The Redneck: Why Ugly Water Holds the Best Birds
The backstory of The Redneck is worth paying attention to, because it’s a lesson a lot of waterfowlers learn the hard way. The most productive duck holes are rarely the picturesque ones. They’re thermal springs, drainage ditches, cattle ponds with a slow seep — places that stay open when everything else is frozen solid. When that happens, you don’t need to be a great caller or have a perfect spread. The birds come because they have to.
Cold-weather hunting on hot-water holes is its own discipline. The birds that pile into those spots are often pressured, educated, and call-shy by late season. But they’re also desperate for open water, which means they’ll commit in ways they wouldn’t earlier in the year. It creates a particular kind of hunting — tense, fast, and often over quickly.

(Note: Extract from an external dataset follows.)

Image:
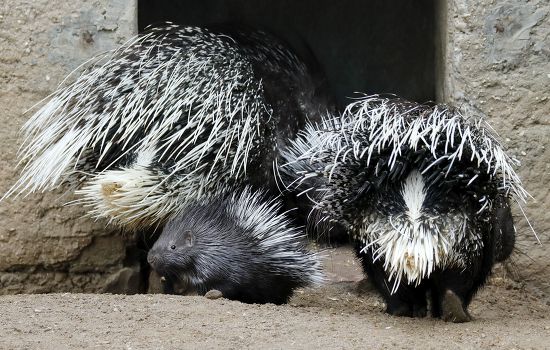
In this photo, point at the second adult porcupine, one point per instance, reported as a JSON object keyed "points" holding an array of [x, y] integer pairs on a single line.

Not a lot of margin for error, but not a lot of waiting either, which, as it turns out, is ideal when you’ve got a four-year-old in the blind.
The Flying V Waterfowl series has built a following by documenting hunts with this kind of texture — real places, real conditions, real people who clearly love what they’re doing. It sits comfortably within the broader MeatEater universe, which has always prioritized the experience and the meaning of hunting over pure kill-shot content. This episode is maybe the clearest expression of that philosophy the series has produced.
At one point, after birds are down and the retrieves are done, Deke is just standing there in his waders looking out at the water. He’s not asking for his phone or complaining about being cold. He’s just present in a way that most adults spend years trying to get back to. Matt watching his son in that moment — you don’t need narration to understand what’s happening there.
If you’ve ever tried to explain to someone who doesn’t hunt why you do it, this episode is a better answer than anything you could put into words. It’s not about the ducks, exactly. It’s about the cold morning and the dog and the person next to you and the way time slows down when something wild happens in front of you. Deke gets all of that on his first try. Some people hunt for decades and never quite get there.
The episode was presented by Scheels Outdoors, and it’s the kind of content that makes you want to call your dad, or your kid, or whoever it was that first took you out before you knew enough to be nervous about it.
Frequently Asked Questions
What age can kids go duck hunting?
In most states, children can accompany licensed hunters in the field at any age, though they must have a hunting license to participate once they reach a certain age (varies by state). Many families start bringing kids as young as 3-5 just to observe and absorb the experience.
What is a hot water hole for duck hunting?
A hot water hole is a natural or man-made source of warm water — like a thermal spring or industrial discharge — that stays unfrozen during cold weather. In late season, these spots concentrate ducks because they’re often the only open water available in the area.
How do you keep a young child warm on a duck hunt?
Layering is key — start with a moisture-wicking base layer, add insulating mid-layers, and finish with a waterproof outer shell. Insulated waders, hand warmers, and keeping kids moving or engaged helps significantly. Short hunts are also more practical with very young children.
What is Flying V Waterfowl on MeatEater?
Flying V Waterfowl is a waterfowl hunting series produced under the MeatEater brand. It follows a crew of dedicated duck and goose hunters through various hunts, focusing on real locations, cold-weather conditions, and the culture surrounding waterfowl hunting.
Why do ducks stack up in cold weather?
As temperatures drop and water freezes, ducks are forced to concentrate on whatever open water remains. This makes late-season cold snaps some of the best hunting opportunities of the year, as birds have fewer options and will commit to available habitat more readily.